How Amazon's 16,000 Job Cuts Align With Firm Restructuring

Amazon has confirmed plans to cut 16,000 jobs as part of its organisational restructuring, affecting employees across multiple regions including the US, Canada and Costa Rica.
Beth Galetti, Senior Vice President of People Experience and Technology at Amazon, addressed the cuts in a blog post on Amazon News. "I recognise this is difficult news, which is why I am sharing what is happening and why," Beth writes.
"As I shared in October, we have been working to strengthen our organisation by reducing layers, increasing ownership and removing bureaucracy. While many teams finalised their organisational changes in October, other teams did not complete that work until now."
Beth confirmed that Amazon is working with the 16,000 affected employees to "support everyone whose role is impacted".

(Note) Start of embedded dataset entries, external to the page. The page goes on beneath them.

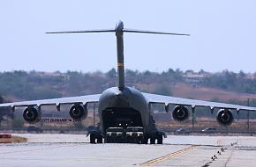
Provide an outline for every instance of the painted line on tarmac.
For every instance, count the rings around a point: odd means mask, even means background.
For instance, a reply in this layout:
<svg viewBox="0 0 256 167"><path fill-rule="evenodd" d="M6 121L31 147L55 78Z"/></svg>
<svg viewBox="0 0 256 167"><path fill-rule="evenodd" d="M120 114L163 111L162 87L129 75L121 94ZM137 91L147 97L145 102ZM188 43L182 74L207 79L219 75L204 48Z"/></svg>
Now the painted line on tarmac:
<svg viewBox="0 0 256 167"><path fill-rule="evenodd" d="M163 156L153 159L153 160L149 160L149 161L147 161L146 163L140 163L140 166L150 166L150 165L155 164L157 163L161 163L162 161L166 161L166 160L170 159L170 158L172 158L174 156L184 154L184 153L186 153L186 152L188 152L188 151L190 151L190 150L192 150L193 149L196 149L197 147L198 146L191 146L191 147L185 148L184 149L173 152L171 154L169 154L169 155L166 155L166 156Z"/></svg>

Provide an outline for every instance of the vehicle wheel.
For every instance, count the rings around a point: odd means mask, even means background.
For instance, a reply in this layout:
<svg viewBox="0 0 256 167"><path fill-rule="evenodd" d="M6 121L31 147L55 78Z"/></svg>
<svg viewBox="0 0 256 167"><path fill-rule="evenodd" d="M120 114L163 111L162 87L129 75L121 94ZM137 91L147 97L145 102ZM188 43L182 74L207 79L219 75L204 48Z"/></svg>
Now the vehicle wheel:
<svg viewBox="0 0 256 167"><path fill-rule="evenodd" d="M162 144L162 135L161 134L157 137L157 144Z"/></svg>
<svg viewBox="0 0 256 167"><path fill-rule="evenodd" d="M155 144L155 138L154 137L150 138L150 144Z"/></svg>
<svg viewBox="0 0 256 167"><path fill-rule="evenodd" d="M143 140L143 139L140 138L140 137L138 138L138 142L137 142L137 143L138 143L138 144L142 144L142 142L143 142L142 140Z"/></svg>
<svg viewBox="0 0 256 167"><path fill-rule="evenodd" d="M90 143L92 143L92 144L95 143L95 134L90 134Z"/></svg>
<svg viewBox="0 0 256 167"><path fill-rule="evenodd" d="M98 143L102 143L102 136L100 136L97 138L97 142Z"/></svg>
<svg viewBox="0 0 256 167"><path fill-rule="evenodd" d="M148 137L147 137L147 136L144 136L144 138L143 138L143 142L142 142L143 144L147 144L148 143Z"/></svg>

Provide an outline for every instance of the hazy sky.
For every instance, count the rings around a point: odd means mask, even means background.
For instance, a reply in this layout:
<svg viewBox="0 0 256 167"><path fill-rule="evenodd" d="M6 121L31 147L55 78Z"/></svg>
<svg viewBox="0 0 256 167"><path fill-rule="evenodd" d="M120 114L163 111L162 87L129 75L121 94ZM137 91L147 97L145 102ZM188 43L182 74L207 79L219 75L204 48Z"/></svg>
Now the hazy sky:
<svg viewBox="0 0 256 167"><path fill-rule="evenodd" d="M190 33L124 34L124 64L140 71L256 71L256 1L1 0L0 71L107 71L116 36L46 34L124 27Z"/></svg>

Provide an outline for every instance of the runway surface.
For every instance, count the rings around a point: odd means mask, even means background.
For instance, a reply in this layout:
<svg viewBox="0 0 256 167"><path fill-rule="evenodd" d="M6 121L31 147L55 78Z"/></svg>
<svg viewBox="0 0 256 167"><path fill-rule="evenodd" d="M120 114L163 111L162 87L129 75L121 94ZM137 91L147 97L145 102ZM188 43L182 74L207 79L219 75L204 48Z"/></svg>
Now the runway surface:
<svg viewBox="0 0 256 167"><path fill-rule="evenodd" d="M0 144L0 167L256 166L256 137L169 135L162 145L139 145L90 144L82 134L16 135L28 142Z"/></svg>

Communication about the redundancies
Prior to the official announcement, employees received indication of the cuts through an email draft from Colleen Aubrey, a Senior Vice President at Amazon Web Services (AWS), which appeared as part of a calendar invitation sent to Amazon workers on 27 January. This invitation was removed shortly after.

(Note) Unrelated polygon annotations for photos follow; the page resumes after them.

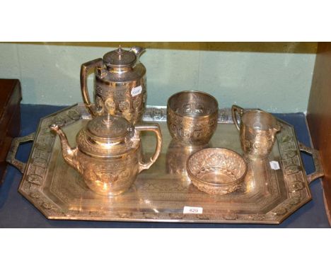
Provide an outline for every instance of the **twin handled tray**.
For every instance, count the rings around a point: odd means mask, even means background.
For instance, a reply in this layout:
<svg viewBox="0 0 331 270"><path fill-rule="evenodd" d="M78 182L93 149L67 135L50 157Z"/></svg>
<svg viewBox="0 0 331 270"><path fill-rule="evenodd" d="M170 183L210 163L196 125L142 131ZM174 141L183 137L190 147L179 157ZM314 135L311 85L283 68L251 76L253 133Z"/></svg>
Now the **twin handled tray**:
<svg viewBox="0 0 331 270"><path fill-rule="evenodd" d="M125 193L98 195L64 160L58 136L49 127L63 127L71 146L91 117L78 104L40 120L35 134L14 139L7 161L23 174L18 191L47 218L57 220L279 224L311 199L309 183L323 175L319 154L298 143L291 125L278 119L281 130L268 158L248 162L242 186L225 195L209 195L190 182L186 160L194 148L172 141L166 108L146 109L144 120L156 122L163 134L161 153L138 175ZM152 155L155 139L142 134L144 158ZM26 164L15 158L19 144L33 141ZM219 111L217 129L208 147L223 147L243 154L231 110ZM300 151L313 155L315 172L306 175Z"/></svg>

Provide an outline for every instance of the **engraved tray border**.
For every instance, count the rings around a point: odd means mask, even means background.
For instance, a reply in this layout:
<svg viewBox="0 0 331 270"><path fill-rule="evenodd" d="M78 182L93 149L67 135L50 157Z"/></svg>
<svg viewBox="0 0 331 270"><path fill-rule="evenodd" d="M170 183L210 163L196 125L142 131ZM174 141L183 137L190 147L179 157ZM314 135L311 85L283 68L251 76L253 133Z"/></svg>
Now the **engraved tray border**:
<svg viewBox="0 0 331 270"><path fill-rule="evenodd" d="M278 119L282 125L282 129L277 135L277 142L279 149L280 166L288 192L288 199L266 214L184 214L137 211L129 216L124 212L105 211L84 212L68 210L64 212L44 194L42 190L42 183L47 172L48 161L56 138L54 134L50 132L49 126L54 122L66 126L80 119L90 118L91 115L85 105L79 103L40 119L18 192L49 219L279 224L311 199L294 129L291 124ZM166 107L148 107L144 119L154 122L166 121ZM219 123L232 123L230 109L219 110Z"/></svg>

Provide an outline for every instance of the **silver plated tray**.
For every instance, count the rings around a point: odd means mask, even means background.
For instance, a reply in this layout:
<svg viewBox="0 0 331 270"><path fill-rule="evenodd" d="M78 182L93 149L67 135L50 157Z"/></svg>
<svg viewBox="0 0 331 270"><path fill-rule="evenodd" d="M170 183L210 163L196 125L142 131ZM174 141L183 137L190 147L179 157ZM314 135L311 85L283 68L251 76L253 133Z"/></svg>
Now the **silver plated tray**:
<svg viewBox="0 0 331 270"><path fill-rule="evenodd" d="M243 185L226 195L209 195L187 176L185 164L197 149L178 146L171 140L165 107L148 107L144 121L157 122L163 145L156 163L143 172L124 194L107 197L95 194L63 160L59 140L49 126L64 127L74 146L77 131L91 119L78 104L40 120L35 134L16 138L7 160L23 174L18 191L47 218L187 223L281 223L311 199L309 183L323 175L318 152L296 141L291 125L279 120L281 131L269 158L248 163ZM33 141L26 164L15 158L19 144ZM151 135L143 134L144 155L154 150ZM242 154L239 134L230 110L221 110L219 124L209 146L224 147ZM316 172L306 175L300 151L312 154Z"/></svg>

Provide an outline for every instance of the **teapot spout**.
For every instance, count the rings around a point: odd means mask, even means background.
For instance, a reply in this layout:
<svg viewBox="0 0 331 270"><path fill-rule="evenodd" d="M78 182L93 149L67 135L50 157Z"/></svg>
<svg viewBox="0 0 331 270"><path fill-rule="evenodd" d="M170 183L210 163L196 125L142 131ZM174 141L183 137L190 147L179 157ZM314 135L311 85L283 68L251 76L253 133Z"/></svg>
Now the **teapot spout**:
<svg viewBox="0 0 331 270"><path fill-rule="evenodd" d="M59 135L61 142L61 148L62 150L62 156L64 160L71 167L78 170L78 163L76 160L77 148L71 148L70 147L66 134L59 125L53 124L50 127L50 129Z"/></svg>

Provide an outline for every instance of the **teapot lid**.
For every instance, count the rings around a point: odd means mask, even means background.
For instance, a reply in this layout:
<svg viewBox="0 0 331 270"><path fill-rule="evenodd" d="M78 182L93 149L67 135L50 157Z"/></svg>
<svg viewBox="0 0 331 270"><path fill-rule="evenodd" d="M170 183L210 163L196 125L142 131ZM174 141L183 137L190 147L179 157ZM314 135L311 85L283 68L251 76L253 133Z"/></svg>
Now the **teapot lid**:
<svg viewBox="0 0 331 270"><path fill-rule="evenodd" d="M81 152L94 157L112 157L130 151L133 128L125 119L110 115L91 120L77 134L77 146Z"/></svg>
<svg viewBox="0 0 331 270"><path fill-rule="evenodd" d="M108 52L103 56L103 62L106 66L125 67L136 62L137 56L132 51L127 51L121 46L115 51Z"/></svg>
<svg viewBox="0 0 331 270"><path fill-rule="evenodd" d="M118 141L122 139L130 131L131 124L124 118L102 115L95 117L86 126L87 131L93 136L102 141Z"/></svg>

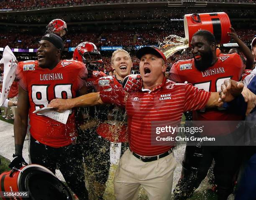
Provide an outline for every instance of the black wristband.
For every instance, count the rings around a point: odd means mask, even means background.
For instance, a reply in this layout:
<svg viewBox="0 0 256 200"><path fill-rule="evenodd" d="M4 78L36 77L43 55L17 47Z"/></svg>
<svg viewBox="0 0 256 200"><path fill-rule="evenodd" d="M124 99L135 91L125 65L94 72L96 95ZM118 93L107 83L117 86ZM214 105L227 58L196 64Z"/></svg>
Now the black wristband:
<svg viewBox="0 0 256 200"><path fill-rule="evenodd" d="M15 155L22 156L23 146L20 144L15 144Z"/></svg>

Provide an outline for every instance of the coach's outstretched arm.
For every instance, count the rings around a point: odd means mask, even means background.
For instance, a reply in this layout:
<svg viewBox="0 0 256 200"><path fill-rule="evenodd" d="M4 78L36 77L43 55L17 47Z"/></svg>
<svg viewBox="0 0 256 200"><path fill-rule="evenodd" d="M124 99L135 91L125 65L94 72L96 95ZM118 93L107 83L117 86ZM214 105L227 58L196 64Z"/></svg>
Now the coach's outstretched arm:
<svg viewBox="0 0 256 200"><path fill-rule="evenodd" d="M28 165L22 157L22 149L28 128L29 105L28 92L19 86L18 109L14 120L15 153L13 154L13 159L9 165L10 168L19 169L22 164Z"/></svg>
<svg viewBox="0 0 256 200"><path fill-rule="evenodd" d="M225 86L225 87L223 86ZM212 92L206 104L206 107L220 106L222 102L230 102L234 100L243 91L243 84L230 80L225 80L222 85L222 90L219 92Z"/></svg>
<svg viewBox="0 0 256 200"><path fill-rule="evenodd" d="M60 112L75 107L93 106L103 104L100 99L100 92L92 92L74 99L53 99L48 107L52 107Z"/></svg>

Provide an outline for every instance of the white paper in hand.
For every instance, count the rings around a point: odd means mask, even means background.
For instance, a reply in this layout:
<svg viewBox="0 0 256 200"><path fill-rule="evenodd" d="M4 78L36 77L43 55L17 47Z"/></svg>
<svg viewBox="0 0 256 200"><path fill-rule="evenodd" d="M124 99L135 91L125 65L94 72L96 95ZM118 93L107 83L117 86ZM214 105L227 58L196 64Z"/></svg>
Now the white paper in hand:
<svg viewBox="0 0 256 200"><path fill-rule="evenodd" d="M54 109L53 108L44 107L35 110L33 112L33 113L42 114L66 124L69 115L70 111L70 110L67 110L62 112L59 112Z"/></svg>
<svg viewBox="0 0 256 200"><path fill-rule="evenodd" d="M121 156L121 142L110 142L110 163L118 165Z"/></svg>
<svg viewBox="0 0 256 200"><path fill-rule="evenodd" d="M3 53L0 63L4 64L4 77L2 88L2 95L0 97L0 106L2 106L8 96L9 91L15 78L17 60L9 46L6 46Z"/></svg>

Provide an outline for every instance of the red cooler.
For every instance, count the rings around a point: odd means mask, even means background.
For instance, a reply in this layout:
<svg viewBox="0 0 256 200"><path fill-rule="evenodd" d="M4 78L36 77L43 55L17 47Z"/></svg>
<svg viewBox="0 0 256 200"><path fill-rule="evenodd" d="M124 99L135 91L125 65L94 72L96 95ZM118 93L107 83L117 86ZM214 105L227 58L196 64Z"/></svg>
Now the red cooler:
<svg viewBox="0 0 256 200"><path fill-rule="evenodd" d="M192 37L197 31L206 30L212 33L218 44L228 43L228 35L231 26L229 18L225 13L189 14L184 15L184 28L186 39L189 46Z"/></svg>
<svg viewBox="0 0 256 200"><path fill-rule="evenodd" d="M0 175L0 185L2 192L28 192L29 198L13 197L11 199L73 199L67 187L51 171L39 165L29 165L18 170L3 173ZM4 197L3 199L10 199Z"/></svg>

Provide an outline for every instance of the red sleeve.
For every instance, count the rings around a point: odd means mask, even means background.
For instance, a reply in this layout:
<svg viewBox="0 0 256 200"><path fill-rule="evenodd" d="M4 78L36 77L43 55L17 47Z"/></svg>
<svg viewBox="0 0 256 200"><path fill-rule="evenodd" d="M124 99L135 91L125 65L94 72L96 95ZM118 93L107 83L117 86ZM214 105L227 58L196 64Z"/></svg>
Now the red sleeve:
<svg viewBox="0 0 256 200"><path fill-rule="evenodd" d="M210 98L211 93L198 89L191 84L185 84L184 112L203 108Z"/></svg>
<svg viewBox="0 0 256 200"><path fill-rule="evenodd" d="M231 65L236 65L236 67L238 69L236 69L234 70L237 70L238 73L237 73L237 77L232 78L232 79L235 80L237 80L238 81L240 80L242 78L242 74L243 71L243 63L241 59L240 56L238 54L236 53L234 54L235 54L234 56L234 59L232 60L232 63L230 64Z"/></svg>
<svg viewBox="0 0 256 200"><path fill-rule="evenodd" d="M178 62L175 63L172 65L169 72L169 79L175 83L182 83L177 69L179 65Z"/></svg>
<svg viewBox="0 0 256 200"><path fill-rule="evenodd" d="M25 91L28 91L27 80L25 73L23 70L23 62L20 62L16 69L15 78L18 84Z"/></svg>
<svg viewBox="0 0 256 200"><path fill-rule="evenodd" d="M125 92L122 87L112 85L108 89L100 92L102 101L105 104L114 104L125 106Z"/></svg>

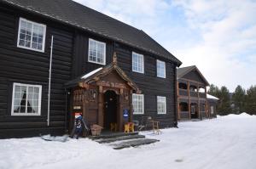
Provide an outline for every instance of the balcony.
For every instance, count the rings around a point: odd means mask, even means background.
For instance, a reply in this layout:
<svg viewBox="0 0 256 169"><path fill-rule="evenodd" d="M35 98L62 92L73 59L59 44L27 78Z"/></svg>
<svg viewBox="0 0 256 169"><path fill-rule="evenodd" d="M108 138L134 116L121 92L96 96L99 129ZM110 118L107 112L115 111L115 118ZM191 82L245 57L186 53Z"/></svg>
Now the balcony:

According to the BBC, the invitation was titled "Send Project Dawn email", which is a term the firm is reported to use to reference job cuts.
"This is a continuation of the work we have been doing for more than a year to strengthen the company by reducing layers, increasing ownership and removing bureaucracy, so that we can move faster for companies," the email says, according to the BBC.
The message acknowledged the impact on staff: "Changes like this are hard on everyone. These decisions are difficult and made thoughtfully as we position our organisation and AWS for future success."
The reasoning behind workforce changes
These cuts follow an earlier round of 14,000 job reductions announced in October 2024.
At the firm's quarter earnings call on 30 October, CEO Andy Jassy addressed the decision, stating it was not based on financial grounds.
"The announcement that we made a few days ago was not really financially driven and it is not even really artificial intelligence (AI) driven, not right now," Andy says, attributing the cuts to organisational culture instead.
Andy explains the rationale: "You end up with a lot more people than what you had before, and you end up with a lot more layers. Sometimes without realising it, you can weaken the ownership of the people that you have who are doing the actual work and who own most of the two-way door decisions."
Return to office requirements
The workforce reductions coincide with broader changes to working arrangements at Amazon.
In late 2024, Andy issued a memo requiring corporate staff to return to the office full-time, ending the company's previous hybrid work policy.
The CEO has positioned these changes as necessary for Amazon to operate like "the world's largest startup", an approach he says demands "a mix of constant invention, high ownership, strong urgency and shared commitment" and aims to "increase the ratio of individual contributors to managers, improve innovation and deepen collaboration" by flattening the organisation.
In his 2024 letter to shareholders, Andy emphasised the importance of pace in decision making: "Speed is a leadership decision. The leadership team has to believe it is a priority, reinforce it constantly, organise and remove structural barriers and build in modular ways that enable pace.
"But speed does not happen unless the entire company and culture embrace it."
The 16,000 job cuts represent a continuation of Amazon's efforts to restructure its workforce and reduce management layers across the organisation, with affected employees now facing transition as the company implements these changes.